What I didn't like was that there wasn't even the briefest section on language, it would have been nice to have something to reference for food, days of the week and a few other small things.
In all of the major (and I suppose less major)theatres, movies are always shown in their original language with Spanish subtitles, unless it is a children's movie. The children's movies are put into Spanish but otherwise you can watch it in the original language. The movie theatres are very very nice, clean, and well built. Two of the best centrally located places to go to the movies would be Cinemark behind Alto Palermo shopping center (in Palermo) and at the Recoleta Village.
Tickets cost about 10 pesos approximately, except on Wednesdays when there are discounts. That's also why it's very crowded on Wednesdays.
If you are from the states and order popcorn, then you should know there is no "buttered popcorn"--people here eat it sweet. However, nowadays it is possible also to get salted popcorn (still, no butter!).
1) when trying to get pesos in Buenos Aires, you can go into any ATM with your foreign ATM card (most ATMs are connected to the Plus network, all the ones on the Banelco chain are) and get pesos at the daily exchange rate (usually a pretty advantageous one) directly without needing to go to a Currency Exchange.
2) Never get 100 pesos out of an ATM in Argentina - because, most likely, you will end up with one 100 pesos bill, which is much harder to break (imagine if you went to pay a cab in NY with 100 bucks, same situation).
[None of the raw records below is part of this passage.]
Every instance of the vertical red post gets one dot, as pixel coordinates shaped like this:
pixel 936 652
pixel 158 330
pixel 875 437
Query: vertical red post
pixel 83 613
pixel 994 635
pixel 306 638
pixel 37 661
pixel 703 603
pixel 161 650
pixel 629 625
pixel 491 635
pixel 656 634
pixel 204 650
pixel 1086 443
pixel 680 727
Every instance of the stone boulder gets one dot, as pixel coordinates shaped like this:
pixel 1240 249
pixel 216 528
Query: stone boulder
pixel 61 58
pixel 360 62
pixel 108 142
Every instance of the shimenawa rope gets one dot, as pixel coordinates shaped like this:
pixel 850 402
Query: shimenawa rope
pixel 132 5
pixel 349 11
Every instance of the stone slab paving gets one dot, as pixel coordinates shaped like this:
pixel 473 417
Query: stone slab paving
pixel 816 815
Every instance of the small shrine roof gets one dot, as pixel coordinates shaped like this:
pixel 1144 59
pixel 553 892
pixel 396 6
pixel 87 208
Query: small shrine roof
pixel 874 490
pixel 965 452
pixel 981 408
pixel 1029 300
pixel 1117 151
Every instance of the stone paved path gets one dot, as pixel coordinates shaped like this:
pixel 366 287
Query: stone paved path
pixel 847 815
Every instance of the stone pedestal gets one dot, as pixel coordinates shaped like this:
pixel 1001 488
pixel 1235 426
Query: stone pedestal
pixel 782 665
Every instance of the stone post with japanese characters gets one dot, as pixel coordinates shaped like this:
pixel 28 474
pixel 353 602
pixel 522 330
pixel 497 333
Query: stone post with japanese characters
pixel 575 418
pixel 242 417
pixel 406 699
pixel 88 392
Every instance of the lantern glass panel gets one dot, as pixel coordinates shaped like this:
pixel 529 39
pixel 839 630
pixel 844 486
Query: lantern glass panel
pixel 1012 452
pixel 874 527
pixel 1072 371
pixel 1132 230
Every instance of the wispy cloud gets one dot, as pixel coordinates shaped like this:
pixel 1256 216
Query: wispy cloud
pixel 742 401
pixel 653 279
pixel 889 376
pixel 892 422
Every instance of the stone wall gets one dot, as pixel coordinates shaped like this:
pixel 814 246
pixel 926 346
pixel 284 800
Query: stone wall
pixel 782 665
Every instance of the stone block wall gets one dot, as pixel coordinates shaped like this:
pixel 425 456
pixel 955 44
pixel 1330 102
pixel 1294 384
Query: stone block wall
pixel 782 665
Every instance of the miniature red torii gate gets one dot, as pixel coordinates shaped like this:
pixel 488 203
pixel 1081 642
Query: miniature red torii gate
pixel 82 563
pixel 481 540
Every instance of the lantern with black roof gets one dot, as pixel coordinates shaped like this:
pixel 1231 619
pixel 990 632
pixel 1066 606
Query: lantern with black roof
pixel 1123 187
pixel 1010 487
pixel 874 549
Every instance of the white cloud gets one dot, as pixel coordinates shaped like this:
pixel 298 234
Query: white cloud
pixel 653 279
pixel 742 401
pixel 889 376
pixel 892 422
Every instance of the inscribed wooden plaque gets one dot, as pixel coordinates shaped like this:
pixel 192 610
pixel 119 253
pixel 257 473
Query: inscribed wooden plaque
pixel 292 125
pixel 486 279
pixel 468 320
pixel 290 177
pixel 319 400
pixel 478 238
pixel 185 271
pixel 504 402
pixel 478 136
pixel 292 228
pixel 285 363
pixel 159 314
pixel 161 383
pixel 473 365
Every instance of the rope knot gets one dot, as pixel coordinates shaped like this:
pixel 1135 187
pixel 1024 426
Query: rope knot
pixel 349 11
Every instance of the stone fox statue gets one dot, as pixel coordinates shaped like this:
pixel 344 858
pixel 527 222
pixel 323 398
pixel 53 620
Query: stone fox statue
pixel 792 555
All ATMs store also 10, 20 50 and 100 Pesos bills - I usually get 90 pesos which breaks down to one 50 and 2 "20s" or 4 "10s" depending on the ATM - that way I already have a decent amount of change
3) NO FEES on argentine ATMs! so you won't have the added $1.50 / $2.50 transaction cost you get in the US
4) when you are about to travel back to the US and if you ran out of dollars head for the ATM again, most stock dollars and pesos.
I always carry my cell phone with me in case someone back home has to contact me in an emergency (like the instance when mom passed away and I was in Budapest), but I will not use it to make any calls while I travel because of the high costs.
During my first visit to Buenos Aires I found that calling either someone back home or an individual in town was easy using the Locutorio.
The Locutorios are located all over Buenos Aires and are companies that provide calling booths where you make your call and pay per minute a set amount. They also sell lottery tickets and some even have internet service as well.
The fees are quite reasonble and well worth the little effort to find one if you need to contact those back home or if you are meeting any locals and don't have a phone.
I have to check my notes, but the call to Kristara which lasted at least 10 minutes was very, very cheap.